How is ‘Kyung-rak’ distributed in the body?
Among the twelve channels, ‘yangming taiyin’ and ‘shaoyin’ vertically cover the front side of the body; ‘shaoyang Jueyin’, flanks of the body; ‘taiyang’, the back side of the body.
Acupoint, also called transferring point, can serve as both the stimulative and the targeted points in acupuncture treatment. It interconnects sQin, five organs & six viscera and meridians.
The classification of acupoints
Followings are specific acupoints in the body and their own unique and special function.
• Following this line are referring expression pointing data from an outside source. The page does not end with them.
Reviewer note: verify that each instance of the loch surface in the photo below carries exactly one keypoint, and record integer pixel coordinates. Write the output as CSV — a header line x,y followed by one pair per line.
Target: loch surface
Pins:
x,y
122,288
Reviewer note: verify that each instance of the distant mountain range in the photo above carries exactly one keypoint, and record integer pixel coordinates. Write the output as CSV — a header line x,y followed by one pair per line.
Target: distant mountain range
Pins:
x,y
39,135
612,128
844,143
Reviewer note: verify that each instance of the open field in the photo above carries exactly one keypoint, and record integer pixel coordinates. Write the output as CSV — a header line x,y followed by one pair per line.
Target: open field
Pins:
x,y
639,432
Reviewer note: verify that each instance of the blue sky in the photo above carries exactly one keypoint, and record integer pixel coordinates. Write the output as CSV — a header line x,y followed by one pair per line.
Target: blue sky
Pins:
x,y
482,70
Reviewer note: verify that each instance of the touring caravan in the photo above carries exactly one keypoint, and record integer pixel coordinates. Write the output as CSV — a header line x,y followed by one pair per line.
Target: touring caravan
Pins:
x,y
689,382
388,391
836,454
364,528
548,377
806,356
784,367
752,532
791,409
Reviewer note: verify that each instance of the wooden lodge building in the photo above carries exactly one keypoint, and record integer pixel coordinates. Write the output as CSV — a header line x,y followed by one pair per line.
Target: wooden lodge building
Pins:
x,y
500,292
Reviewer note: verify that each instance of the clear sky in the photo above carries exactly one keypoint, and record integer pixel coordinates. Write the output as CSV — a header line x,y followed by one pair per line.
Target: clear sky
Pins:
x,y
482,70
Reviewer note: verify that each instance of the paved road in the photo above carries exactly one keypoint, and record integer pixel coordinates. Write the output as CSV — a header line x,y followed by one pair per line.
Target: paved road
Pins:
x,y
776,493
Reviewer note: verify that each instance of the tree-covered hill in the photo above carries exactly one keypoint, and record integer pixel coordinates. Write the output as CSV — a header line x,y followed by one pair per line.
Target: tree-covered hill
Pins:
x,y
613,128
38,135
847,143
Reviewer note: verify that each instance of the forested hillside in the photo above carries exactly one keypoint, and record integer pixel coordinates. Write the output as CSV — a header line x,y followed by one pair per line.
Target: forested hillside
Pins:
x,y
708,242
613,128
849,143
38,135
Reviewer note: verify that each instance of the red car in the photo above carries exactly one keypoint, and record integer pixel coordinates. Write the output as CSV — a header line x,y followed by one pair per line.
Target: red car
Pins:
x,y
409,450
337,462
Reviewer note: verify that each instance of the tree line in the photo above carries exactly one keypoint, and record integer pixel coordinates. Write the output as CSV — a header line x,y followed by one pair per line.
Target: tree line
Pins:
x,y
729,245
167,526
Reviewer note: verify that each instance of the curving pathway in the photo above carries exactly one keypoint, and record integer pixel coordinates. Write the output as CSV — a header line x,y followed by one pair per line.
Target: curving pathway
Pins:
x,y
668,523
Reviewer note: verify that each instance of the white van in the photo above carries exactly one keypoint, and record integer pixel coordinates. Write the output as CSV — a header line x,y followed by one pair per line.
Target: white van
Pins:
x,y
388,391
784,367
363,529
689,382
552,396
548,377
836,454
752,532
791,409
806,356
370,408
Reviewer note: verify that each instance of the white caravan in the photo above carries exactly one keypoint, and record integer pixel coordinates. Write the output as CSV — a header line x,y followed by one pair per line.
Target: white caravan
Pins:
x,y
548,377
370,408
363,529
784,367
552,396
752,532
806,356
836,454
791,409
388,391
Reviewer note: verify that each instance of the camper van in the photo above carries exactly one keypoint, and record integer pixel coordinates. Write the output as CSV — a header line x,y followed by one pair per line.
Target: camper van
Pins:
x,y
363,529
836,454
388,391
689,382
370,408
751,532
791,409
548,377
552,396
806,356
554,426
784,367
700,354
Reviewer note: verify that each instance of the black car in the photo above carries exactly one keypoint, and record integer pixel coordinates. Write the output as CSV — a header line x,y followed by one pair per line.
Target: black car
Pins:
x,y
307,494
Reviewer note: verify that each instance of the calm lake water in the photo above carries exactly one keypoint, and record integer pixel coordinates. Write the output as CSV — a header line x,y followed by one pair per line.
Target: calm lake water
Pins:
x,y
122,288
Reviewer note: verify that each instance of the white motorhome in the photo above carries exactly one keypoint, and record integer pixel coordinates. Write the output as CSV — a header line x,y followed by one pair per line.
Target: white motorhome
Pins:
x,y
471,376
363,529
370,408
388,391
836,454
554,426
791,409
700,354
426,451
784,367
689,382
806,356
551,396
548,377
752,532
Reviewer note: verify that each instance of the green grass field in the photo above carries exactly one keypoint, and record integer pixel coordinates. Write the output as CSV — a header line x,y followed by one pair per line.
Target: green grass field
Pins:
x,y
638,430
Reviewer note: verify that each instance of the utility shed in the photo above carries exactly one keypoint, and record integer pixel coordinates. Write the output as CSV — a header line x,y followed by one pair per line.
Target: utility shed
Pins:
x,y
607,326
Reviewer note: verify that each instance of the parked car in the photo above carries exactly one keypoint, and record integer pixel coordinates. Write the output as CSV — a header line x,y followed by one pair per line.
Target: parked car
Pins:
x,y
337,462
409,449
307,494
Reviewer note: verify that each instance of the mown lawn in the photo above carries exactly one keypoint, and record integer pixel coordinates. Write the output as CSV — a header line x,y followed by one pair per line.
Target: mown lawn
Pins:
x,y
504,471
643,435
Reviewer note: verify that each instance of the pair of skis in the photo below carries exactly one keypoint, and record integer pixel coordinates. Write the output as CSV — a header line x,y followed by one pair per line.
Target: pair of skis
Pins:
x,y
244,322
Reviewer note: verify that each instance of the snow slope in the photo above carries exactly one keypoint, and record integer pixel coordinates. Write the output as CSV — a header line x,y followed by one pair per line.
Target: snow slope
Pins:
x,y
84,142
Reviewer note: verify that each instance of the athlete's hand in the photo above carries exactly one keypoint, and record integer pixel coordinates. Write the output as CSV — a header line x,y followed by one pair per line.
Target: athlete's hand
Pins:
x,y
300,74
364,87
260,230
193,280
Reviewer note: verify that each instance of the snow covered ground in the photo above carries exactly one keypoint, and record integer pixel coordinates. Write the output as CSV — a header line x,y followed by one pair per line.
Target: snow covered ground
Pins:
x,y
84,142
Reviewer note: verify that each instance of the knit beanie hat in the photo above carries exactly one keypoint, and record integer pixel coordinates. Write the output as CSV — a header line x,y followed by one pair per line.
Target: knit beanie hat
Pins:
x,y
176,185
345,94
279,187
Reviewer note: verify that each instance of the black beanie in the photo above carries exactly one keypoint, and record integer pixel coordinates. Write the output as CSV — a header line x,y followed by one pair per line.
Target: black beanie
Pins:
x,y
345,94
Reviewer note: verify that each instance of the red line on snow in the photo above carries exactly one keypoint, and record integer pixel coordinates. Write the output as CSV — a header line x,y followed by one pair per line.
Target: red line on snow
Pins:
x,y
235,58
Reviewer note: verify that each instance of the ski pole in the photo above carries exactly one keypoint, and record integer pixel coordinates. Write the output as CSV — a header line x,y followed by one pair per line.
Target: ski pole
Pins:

1. Primary points (‘won-hyul’)
This serves as a stationary point of primordial ‘Qi’ from internal organs and viscera. Primordial Qi spread through the body via triple energizer, and at that time, a certain point on the sQin where the Qi is amassed is called primary point. Especially, the symptoms of disease in internal organs and viscera that can be seen on the point are helpful when diagnosing the general conditions of the patient’s pulse and internal organs. Each primary point represents a designated channel, so it can be used when treating the weak or excessive conditions of internal organs and viscera: when excessive, it gets discarded; when weak or deficient, it gets preserved and strengthened.
2. Collateral points (‘rak-hyul’)
This is the point that forms and controls the exterior-interior relationship among the 12 channels. Therefore, It is usually used for disease of exterior-interior channels. There are total 15 collateral points.12 collateral points among these, each one point of 12 collaterals which separate from 12 regular channels, have the function of linQing up the Qi and blood of the two channels related exteriorly-interiorly. There can be used for disorders involving the exterior-interior syndrome. For example, acupuncturing L7(collateral point of Lung meridian) can treat headache. But head is not path of Lung meridian. That’s why lung meridian and large intestine meridian which runs thru head have relationship of exterior and interior (or brothers). Others are those of collaterals of GV(governer vessel), CV(conception vessel) and the major collateral of the spleen. They can be used to treat abdomen, back and lateral side of trunk depending each running parh.
3. Cleft points (‘geuk-hyul’)
This is a chasm made by bend or twist of Qi and blood of meridians. Therefore, Qi and blood of channel gets together at this point. Besides acute disease in each channel can be treated by acupuncturing this point, excess type or deficiency type of disease can be diagnosed by pressing this point..
4. Front-Mu points
This means that Qi in the internal organs is centered on a point of chest or abdomen and gets distributed to the acupoints. It is originated from near the internal organs. When a disease appears in the internal organs and viscera, there can be seen some disorders around the area where blood is temporarily amassed. The area controls hyperactivity of yin & yang in internal organs and viscera.
5. Back-shu points
This indicates a certain point in the back where Qi is streaming and infused. Qi in the internal organs is connected to back in the body, and when it gets activated, some unusual symptoms can be found. This point can have great influence on internal organs, and E.N.T disease can be treated by diagnosing and treating the point.